She spent a lot of time in bed, resting, but she got dressed every morning and made her own breakfast, usually cooked cereal. She ran the household from her rocking chair in the kitchen and the refrigerator contents were strictly managed. Everything had to be visible, no leftovers lurking in the back. This seemed like a ridiculous demand, but a friend enlightened me, “When it appears you’ve lost control of everything, you will fight for control over something.” Other than breakfast she seemed to exist on homemade egg custard and tomato-pumpkin soup. They slid down easily when not much else did. Swallowing, it turns out, does not come with a guarantee.

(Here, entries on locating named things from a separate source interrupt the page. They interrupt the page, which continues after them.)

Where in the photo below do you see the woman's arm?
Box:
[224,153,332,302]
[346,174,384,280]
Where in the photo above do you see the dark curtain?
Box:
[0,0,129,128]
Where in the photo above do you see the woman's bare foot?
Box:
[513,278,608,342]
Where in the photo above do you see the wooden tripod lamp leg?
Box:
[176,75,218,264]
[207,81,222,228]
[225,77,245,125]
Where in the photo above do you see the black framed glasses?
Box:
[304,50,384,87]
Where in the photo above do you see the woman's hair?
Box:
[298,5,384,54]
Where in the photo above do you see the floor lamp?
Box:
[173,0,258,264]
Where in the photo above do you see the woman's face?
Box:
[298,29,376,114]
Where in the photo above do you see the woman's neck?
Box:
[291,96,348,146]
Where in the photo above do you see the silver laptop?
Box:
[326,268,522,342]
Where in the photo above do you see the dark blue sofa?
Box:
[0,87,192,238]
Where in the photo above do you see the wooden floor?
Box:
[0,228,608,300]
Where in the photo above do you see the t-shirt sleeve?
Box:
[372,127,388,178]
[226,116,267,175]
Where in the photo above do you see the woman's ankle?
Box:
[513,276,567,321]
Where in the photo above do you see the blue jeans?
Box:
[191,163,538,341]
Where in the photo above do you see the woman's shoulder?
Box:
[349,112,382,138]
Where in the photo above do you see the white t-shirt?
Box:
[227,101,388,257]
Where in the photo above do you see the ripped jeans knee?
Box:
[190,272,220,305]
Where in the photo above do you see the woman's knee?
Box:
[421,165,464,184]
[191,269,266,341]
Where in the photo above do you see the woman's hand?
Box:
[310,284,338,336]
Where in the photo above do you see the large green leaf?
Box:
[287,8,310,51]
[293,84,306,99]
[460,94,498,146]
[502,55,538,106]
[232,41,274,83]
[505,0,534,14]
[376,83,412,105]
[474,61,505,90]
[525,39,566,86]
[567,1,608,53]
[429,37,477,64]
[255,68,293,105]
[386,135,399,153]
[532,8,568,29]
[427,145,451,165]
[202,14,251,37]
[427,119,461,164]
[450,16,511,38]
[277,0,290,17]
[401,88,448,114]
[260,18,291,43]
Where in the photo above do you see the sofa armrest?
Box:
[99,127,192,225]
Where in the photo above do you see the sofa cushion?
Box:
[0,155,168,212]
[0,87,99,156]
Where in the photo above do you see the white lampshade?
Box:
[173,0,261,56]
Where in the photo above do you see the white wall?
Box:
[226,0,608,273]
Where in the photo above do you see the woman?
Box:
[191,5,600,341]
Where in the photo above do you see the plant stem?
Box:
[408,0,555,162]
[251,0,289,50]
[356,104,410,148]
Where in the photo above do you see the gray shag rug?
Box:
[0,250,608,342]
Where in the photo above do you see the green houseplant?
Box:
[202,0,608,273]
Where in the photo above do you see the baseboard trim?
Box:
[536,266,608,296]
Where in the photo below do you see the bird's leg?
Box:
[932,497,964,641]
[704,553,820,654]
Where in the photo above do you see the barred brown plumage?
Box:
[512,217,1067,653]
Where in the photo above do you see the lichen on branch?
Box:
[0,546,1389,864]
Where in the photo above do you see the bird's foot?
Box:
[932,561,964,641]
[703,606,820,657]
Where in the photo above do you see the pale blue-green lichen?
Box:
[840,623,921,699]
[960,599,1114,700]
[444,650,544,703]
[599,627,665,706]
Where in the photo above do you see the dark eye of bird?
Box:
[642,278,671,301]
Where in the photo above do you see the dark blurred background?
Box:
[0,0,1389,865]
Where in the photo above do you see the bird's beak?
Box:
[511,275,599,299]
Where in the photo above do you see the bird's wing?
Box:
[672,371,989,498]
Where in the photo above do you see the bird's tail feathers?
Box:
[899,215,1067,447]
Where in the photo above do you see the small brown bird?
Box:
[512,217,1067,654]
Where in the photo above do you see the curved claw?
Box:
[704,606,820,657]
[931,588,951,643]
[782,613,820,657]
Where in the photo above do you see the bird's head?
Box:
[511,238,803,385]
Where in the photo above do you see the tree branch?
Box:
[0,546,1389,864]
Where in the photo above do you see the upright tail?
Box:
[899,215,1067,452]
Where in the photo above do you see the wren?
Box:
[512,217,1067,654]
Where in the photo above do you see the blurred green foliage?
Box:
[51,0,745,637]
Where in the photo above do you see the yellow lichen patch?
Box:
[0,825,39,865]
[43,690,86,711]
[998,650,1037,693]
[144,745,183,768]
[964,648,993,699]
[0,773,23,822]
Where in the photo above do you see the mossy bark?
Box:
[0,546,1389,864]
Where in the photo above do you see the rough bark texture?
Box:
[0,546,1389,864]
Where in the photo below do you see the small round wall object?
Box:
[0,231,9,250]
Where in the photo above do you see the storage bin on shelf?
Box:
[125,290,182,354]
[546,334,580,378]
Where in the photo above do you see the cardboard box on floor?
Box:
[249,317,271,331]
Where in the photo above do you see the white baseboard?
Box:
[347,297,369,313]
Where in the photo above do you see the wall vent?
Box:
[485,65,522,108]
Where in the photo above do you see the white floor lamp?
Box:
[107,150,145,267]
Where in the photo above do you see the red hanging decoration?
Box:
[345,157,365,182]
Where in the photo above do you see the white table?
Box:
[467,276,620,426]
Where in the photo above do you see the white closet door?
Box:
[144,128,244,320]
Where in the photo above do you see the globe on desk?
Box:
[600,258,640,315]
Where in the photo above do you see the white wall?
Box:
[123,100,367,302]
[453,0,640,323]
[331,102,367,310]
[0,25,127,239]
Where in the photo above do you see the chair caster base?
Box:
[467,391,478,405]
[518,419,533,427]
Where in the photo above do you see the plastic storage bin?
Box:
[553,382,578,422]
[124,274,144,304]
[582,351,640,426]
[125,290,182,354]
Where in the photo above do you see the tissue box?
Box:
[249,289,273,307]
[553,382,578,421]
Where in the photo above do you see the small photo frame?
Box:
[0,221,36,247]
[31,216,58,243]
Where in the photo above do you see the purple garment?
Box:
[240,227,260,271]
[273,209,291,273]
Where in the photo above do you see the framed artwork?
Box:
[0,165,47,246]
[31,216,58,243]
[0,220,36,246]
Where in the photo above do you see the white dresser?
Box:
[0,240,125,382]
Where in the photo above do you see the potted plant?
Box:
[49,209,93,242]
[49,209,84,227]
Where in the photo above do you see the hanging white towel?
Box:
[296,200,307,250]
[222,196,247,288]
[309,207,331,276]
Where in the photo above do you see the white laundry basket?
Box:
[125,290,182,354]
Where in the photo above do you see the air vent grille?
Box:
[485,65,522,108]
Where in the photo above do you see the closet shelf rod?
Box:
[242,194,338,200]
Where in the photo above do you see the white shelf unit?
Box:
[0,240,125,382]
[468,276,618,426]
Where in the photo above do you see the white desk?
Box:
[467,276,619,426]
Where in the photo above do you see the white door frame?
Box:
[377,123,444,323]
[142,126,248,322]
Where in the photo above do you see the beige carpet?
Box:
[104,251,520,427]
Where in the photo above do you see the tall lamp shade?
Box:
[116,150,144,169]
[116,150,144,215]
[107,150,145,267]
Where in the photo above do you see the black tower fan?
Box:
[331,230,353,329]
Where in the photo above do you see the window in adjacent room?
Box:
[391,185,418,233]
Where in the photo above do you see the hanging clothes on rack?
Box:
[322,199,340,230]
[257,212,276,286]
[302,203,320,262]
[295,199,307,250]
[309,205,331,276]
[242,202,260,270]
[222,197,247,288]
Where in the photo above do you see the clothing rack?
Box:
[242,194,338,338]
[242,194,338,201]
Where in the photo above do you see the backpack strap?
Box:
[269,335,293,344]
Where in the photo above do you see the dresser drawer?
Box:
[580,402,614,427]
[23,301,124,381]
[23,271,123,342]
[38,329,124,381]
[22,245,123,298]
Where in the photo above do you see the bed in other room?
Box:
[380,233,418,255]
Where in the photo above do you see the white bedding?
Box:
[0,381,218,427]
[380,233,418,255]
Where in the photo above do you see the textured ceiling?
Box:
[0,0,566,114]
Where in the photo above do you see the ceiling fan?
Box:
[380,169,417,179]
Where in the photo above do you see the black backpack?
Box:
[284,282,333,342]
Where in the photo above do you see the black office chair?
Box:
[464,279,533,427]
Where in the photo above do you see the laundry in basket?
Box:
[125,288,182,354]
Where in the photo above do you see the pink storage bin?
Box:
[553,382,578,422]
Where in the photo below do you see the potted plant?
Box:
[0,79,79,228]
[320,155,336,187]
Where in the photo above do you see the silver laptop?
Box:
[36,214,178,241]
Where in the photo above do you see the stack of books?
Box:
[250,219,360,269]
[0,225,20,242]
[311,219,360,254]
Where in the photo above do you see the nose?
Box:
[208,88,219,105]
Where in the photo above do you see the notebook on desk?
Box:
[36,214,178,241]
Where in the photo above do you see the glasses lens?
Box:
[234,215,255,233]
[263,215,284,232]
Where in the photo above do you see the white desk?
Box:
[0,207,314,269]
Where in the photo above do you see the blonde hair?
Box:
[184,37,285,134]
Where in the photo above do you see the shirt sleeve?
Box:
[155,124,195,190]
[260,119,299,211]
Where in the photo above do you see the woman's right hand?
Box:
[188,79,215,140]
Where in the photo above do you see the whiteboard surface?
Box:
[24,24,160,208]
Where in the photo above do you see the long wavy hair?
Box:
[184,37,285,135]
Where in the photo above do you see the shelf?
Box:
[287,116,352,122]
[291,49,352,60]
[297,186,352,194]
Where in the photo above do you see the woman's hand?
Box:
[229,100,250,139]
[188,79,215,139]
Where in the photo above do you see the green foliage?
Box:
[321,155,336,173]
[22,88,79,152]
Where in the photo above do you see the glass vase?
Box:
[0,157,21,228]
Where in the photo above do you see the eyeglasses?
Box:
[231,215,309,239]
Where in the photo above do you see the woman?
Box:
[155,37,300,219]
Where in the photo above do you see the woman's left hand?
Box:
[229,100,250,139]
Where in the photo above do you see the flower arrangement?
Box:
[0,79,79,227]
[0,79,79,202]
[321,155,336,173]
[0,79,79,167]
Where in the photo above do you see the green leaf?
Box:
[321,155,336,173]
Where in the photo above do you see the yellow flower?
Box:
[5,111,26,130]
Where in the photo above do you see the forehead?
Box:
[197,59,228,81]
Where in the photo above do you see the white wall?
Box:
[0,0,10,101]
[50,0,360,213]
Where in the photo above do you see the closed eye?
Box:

My grandmother had outlived all but one school chum and they talked on the phone. Together they formed the “Ready-to-Go Club.” She told me, “Each night we pray that the good Lord will take us in our sleep, but thus far he has paid us no heed.”

We got along fine that winter except for the night I wanted to go dance the polka at a German bar. She forbade me to go. “But Grandma, I’m 37 years old. I should know how to polka.” This line of reasoning went nowhere. In the end I defied her and slipped out of the house after I thought she was asleep. Nothing was ever said about it, but that night I crossed a line and I wasn’t sure the oompah band was worth it.

We would watch the evening news together on the couch, sitting with faces frozen in sorrow as the first Gulf War raged in front of us. Using chair arms and doorframes, she teetered her way back through the house to her bed, explaining as she went, “I’ve already lived through too many wars.”

My grandmother lived another four years and was able to die at home in her own bed. She finally got the good Lord to listen.